When Jess’s mum, Janice, was diagnosed with frontotemporal dementia (FTD), Jess struggled to find more information about the disease. Having found support through Alzheimer's Society and others, she hopes her blog about FTD can help people in her position.
My name is Jess. I’m 28 years old and live with my husband, Gregg, and I have two lovely step-kids aged 11 and 12.
We have a very large family, good jobs and a whole bunch of funny, talented and caring friends. All in all, I love my life and can’t complain.
But life isn't perfect. Last year my mum was diagnosed with a form of dementia called frontotemporal dementia, also known as FTD. She was just 62 years-old.
The main problem I’ve faced is that there isn’t a great deal of resources available specifically about FTD and I’ve found it difficult to speak to people in a similar situation to mum and me.
FTD causes problems with behaviour and language and affects the front and sides of the brain (the frontal and temporal lobes).
'My mum was only 62 when she received her diagnosis, though her symptoms started much earlier.'
By the time she received her diagnosis (it was a very lengthy process), she was already pretty advanced.
The diagnosis didn’t come as a shock to me. My friends and colleagues always joke that I should join the FBI due to my research skills and in this situation, my skills shone through.
The one thing the diagnosis did provide me with, however, was relief. I was utterly convinced for so long that mum was living with FTD, even when others doubted me.
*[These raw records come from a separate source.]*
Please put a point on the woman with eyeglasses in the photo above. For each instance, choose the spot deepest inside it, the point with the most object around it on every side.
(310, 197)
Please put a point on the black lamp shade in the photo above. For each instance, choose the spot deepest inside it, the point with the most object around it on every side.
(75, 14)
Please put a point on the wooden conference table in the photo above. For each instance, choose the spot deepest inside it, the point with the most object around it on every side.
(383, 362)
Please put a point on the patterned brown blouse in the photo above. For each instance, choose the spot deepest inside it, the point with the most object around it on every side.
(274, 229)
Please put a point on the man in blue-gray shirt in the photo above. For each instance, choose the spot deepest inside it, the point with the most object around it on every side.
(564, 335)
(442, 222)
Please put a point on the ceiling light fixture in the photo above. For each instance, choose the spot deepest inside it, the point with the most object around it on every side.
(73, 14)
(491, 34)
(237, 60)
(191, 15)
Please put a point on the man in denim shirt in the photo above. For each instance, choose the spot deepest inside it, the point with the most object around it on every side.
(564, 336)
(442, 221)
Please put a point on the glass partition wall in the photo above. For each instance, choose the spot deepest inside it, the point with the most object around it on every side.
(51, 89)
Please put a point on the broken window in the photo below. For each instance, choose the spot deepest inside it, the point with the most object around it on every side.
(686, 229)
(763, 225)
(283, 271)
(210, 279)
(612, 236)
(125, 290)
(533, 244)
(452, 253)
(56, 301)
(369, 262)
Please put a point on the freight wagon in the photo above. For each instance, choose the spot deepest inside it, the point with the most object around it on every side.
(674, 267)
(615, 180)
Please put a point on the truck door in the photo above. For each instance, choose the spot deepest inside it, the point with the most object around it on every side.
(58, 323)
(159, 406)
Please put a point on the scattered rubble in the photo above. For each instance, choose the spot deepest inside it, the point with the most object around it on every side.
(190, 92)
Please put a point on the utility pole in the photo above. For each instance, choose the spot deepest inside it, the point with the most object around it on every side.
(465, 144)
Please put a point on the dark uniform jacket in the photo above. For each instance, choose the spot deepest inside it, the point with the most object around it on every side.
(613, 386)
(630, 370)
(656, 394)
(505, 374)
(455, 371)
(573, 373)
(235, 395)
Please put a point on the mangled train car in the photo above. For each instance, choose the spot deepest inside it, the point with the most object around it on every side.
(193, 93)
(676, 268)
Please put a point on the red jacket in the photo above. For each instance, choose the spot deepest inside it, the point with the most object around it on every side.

We finally had a diagnosis, a reason behind my mum’s concerning behaviour and something for me to focus on.
I struggled to find online support. Why did mum have different symptoms to everyone else, such as losing the ability to talk? I didn't have a clue what I was doing, I felt truly alone. Although I had family around me, they were also struggling.
This all changed when I came across an interview on This Morning with a woman, Hannah, who was raising awareness of FTD after her father had been diagnosed.
It was such a sad story, but it was also the first time I felt I could reach out to someone who would understand. I messaged Hannah on Facebook asking for help. To my surprise, she replied with the best response ever. She gave me guidance, she provided me with useful resources, but most importantly, she understood. She could relate with me and knew exactly what I was going through.
'I’ve also received huge support from Alzheimer's Society, and I’ve been given all the support and advice I need.'
At one point, I turned up to a local Alzheimer’s Society office in floods of tears just looking for someone to speak to. One of the dementia advisers invited me in for a cup of tea and provided me with reassurance and support. I’ll never forget that.
After speaking to Hannah, I decided to start my own blog about mine and mum’s FTD journey. Since the diagnosis, I’ve found out that mum’s FTD is a genetic condition and there’s a 50/50 chance I’ll also get the disease.
I decided a blog would probably achieve two things; the first being therapy for me, and the second being a place where people could visit, relate and understand FTD.
'In my blog, I’m completely honest.'
I go into every bit of detail including when I started spotting changes in mum and the process of getting her diagnosis.
Mum is really advanced now and the journey my family has been on so far hasn’t been easy. I'm in a situation currently where I’m grieving for my mum, even though she’s still alive.
Mum doesn't speak anymore, and I don’t think she even knows who I am. Her progression has been incredibly quick. Her level of care required now is huge but despite all of this, I do still manage to enjoy my time with her.
I have found myself feeling incredibly anxious and I feel so much better after putting my feelings into words. My blog is like my therapy and I’m taking others on this journey with me and hopefully helping them along their way too.